For the open problem raised by [16] on non-wasteful randomized algorithms: it is important to highlight that the 1/2-CEF guarantee provided by our algorithm represents a significant advancement in the field, effectively resolving the open question from prior work. This result is the first of its kind to ensure a nontrivial guarantee of fairness in expectation under the stringent non-wasteful constraint. The noted nontriviality of analyzing the natural “random” algorithm to achieve this level of fairness without wasteful allocations underscores the novelty and utility of our approach. We also emphasize that the original Hosseini paper was only able to achieve an approximate 1-1/e guarantee with a randomized algorithm when allowing for wastefulness. By restricting ourselves to non-wasteful and fair allocations, our task becomes considerably more challenging. For a more extensive comparison of our result against that of [16], we refer the reviewer to our remarks to reviewer h2C8 which delineates how the fairness guarantees differ (and are improved).

Moreover, as discussed in our upper bound construction for a randomized algorithm, we highlight that an optimal algorithm must implement a randomization procedure at the class level. An algorithm that does not incorporate this can be exploited by an adversary. Thus, although our algorithm seems natural, it is strongly motivated by this consideration. The nontrivial analysis, which relies on doubling techniques to properly bound the expected guarantees, will likely be useful in all future works that analyze algorithms abiding by these constraints.

We acknowledge that surpassing the 1/2-CEF barrier remains a formidable challenge, one that we pose as an open problem to the research community. We hope that our work will inspire future research on this problem. Furthermore, we hope the reviewer will consider increasing their score if the above sufficiently addresses the concerns!

评论

Thank you for your reply. I agree that the randomized algorithm achieves a stronger guarantee in expectation (1/2-CEF and 1/2-CPROP) compared to the deterministic algorithm (1/2-CEF1 and 1/2-MMS) in [16]. However, I still believe that the goal of introducing randomization should be primarily to achieve a CEF guarantee greater than 1/2.

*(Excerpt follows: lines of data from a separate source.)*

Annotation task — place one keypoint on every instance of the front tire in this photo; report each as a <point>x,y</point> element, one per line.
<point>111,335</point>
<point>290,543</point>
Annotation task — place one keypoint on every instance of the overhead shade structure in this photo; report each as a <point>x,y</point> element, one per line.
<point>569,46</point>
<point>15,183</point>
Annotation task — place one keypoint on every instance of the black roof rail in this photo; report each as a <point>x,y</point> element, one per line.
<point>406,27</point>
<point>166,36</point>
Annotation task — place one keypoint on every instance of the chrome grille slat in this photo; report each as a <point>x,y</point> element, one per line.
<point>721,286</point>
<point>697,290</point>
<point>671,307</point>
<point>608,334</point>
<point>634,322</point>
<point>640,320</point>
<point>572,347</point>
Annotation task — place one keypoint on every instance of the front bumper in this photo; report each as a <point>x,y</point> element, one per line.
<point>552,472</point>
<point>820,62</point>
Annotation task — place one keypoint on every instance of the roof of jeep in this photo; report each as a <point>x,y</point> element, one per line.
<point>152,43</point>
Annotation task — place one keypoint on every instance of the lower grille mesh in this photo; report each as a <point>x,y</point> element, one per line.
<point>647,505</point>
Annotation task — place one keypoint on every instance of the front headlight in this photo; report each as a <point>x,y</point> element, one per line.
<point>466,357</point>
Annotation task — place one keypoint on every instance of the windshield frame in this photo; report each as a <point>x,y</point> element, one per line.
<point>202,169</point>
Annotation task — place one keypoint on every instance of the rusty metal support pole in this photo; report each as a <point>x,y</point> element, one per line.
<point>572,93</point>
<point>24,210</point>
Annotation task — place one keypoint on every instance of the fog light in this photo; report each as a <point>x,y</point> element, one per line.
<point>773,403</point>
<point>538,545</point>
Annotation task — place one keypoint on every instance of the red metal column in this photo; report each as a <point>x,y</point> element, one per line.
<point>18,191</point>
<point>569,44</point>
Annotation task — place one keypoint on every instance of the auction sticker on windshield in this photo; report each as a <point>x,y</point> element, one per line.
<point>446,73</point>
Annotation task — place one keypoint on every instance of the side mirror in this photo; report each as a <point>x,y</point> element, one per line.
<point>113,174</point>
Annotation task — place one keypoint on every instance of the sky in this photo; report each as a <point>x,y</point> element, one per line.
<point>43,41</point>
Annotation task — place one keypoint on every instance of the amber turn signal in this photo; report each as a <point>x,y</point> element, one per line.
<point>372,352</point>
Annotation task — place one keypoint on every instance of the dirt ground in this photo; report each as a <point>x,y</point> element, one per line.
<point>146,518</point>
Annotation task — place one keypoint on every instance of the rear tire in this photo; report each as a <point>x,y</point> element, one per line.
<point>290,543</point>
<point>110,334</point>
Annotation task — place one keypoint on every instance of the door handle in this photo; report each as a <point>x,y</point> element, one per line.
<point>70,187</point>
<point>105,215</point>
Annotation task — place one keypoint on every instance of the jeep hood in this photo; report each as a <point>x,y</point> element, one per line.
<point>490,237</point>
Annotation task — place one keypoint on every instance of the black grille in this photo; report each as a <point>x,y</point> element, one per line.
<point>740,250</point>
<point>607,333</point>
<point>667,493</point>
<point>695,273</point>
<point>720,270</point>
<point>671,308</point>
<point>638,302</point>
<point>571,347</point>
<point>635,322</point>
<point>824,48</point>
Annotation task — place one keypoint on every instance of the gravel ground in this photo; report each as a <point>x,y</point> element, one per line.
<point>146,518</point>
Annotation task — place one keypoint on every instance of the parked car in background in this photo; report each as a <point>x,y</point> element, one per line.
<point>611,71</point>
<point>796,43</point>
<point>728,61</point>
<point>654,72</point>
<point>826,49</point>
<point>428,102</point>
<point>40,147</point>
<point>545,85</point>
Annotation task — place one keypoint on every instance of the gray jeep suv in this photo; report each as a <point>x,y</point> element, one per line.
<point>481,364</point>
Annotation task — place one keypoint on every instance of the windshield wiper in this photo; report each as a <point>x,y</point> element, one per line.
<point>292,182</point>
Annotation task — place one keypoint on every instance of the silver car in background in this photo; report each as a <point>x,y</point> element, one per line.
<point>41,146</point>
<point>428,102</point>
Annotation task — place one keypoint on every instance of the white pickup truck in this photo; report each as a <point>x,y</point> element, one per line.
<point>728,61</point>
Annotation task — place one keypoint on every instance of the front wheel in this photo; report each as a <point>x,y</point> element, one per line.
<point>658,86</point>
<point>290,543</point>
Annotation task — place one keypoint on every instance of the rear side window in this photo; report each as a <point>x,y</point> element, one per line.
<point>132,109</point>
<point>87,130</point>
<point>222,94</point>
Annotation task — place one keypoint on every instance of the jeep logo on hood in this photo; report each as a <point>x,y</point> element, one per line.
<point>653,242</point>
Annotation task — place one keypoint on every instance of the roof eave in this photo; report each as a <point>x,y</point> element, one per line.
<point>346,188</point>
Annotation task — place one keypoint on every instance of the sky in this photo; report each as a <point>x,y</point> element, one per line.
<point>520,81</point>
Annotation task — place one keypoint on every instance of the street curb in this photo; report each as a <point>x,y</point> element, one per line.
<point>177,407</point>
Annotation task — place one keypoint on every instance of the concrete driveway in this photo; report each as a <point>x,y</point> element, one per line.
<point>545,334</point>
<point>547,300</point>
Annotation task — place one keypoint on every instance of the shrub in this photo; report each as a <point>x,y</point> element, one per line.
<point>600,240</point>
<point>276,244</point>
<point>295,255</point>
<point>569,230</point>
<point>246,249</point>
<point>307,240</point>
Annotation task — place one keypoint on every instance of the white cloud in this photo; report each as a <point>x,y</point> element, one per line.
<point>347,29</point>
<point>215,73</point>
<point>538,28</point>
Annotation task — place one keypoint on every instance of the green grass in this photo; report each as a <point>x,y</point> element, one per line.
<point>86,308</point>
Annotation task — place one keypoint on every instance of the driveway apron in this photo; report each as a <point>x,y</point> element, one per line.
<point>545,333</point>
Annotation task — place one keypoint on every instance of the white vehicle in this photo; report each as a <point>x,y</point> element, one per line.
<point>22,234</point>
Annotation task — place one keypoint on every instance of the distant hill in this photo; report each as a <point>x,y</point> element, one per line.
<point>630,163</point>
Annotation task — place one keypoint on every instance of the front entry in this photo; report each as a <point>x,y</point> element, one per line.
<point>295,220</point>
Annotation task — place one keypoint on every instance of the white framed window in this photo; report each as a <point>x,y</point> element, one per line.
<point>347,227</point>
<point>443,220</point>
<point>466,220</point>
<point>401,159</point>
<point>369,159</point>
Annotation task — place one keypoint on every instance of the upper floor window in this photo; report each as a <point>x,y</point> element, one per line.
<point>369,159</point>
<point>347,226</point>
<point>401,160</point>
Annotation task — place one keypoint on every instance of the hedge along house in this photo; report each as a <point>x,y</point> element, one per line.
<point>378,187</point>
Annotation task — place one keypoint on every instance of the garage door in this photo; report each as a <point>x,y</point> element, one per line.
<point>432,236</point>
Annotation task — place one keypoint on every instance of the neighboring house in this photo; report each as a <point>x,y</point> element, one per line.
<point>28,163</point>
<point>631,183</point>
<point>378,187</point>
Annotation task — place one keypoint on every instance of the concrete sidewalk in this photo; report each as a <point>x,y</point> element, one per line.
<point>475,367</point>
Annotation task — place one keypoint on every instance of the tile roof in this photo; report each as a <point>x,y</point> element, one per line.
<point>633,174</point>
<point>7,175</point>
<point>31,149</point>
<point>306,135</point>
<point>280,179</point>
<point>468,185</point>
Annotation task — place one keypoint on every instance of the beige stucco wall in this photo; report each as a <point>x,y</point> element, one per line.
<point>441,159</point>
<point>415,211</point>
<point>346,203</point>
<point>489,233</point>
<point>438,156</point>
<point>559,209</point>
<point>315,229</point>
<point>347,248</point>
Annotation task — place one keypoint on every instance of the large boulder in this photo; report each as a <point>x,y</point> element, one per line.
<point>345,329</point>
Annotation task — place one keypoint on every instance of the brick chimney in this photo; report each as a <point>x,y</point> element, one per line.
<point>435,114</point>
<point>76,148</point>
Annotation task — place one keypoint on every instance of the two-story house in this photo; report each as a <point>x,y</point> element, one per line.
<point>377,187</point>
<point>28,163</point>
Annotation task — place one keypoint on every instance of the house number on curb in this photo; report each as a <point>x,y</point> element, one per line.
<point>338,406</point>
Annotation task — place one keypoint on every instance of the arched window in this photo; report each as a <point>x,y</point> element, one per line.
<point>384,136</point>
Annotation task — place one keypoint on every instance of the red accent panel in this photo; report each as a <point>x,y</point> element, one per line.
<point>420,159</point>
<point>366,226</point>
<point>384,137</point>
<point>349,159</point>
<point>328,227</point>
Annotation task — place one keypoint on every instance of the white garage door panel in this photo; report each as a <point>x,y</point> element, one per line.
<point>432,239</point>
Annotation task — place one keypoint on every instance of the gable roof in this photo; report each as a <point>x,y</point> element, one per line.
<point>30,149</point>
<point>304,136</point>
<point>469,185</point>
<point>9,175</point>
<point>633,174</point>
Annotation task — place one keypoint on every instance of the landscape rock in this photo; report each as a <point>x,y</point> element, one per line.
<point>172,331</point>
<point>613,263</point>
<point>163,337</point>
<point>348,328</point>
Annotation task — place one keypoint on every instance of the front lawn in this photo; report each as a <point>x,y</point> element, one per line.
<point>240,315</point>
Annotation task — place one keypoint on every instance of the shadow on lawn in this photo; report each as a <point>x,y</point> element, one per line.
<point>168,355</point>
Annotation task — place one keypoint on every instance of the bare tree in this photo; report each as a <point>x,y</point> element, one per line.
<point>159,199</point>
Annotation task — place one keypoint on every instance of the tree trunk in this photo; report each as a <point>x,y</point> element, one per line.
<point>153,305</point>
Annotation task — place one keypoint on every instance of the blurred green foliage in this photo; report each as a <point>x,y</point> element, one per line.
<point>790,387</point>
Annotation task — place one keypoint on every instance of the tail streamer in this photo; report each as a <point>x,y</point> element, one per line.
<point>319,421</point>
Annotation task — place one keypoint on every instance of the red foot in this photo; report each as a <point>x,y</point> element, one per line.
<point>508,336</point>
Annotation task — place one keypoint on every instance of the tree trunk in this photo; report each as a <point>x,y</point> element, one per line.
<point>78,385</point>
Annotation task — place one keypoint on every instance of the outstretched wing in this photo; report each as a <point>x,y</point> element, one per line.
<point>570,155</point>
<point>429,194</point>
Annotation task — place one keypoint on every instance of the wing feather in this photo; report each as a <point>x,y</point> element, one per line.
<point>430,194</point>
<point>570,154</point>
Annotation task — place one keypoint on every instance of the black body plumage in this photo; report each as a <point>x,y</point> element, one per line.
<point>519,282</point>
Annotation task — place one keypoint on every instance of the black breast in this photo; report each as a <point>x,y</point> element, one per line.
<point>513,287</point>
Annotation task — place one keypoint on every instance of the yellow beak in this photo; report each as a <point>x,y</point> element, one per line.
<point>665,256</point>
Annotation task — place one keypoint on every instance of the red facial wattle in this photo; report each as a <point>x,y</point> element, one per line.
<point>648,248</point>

After reading your rebuttal and reconsidering the paper's potential influence, I think that proposing an initial attempt at addressing this challenging problem and bringing the open question to the field are good contributions. I have therefore increased my score to 6.

最终决定

Reviewers found the topic is interesting and the approaches (mostly theoretical analysis) are solid and can be non-trivial. The disagreement is mostly on subjective perceptions of the contributions: Some reviewers are not satisfied with the positive result, while the other reviewers are less concerned. During the discussion, a negative reviewer still felt that the contributions are limited and exaggerated, while a positive reviewer agreed that the algorithm is not exciting but liked its simplicity. After all, the paper seems to make a non-trivial step forward. We hope the authors find the reviews helpful. Thanks for submitting to NeurIPS!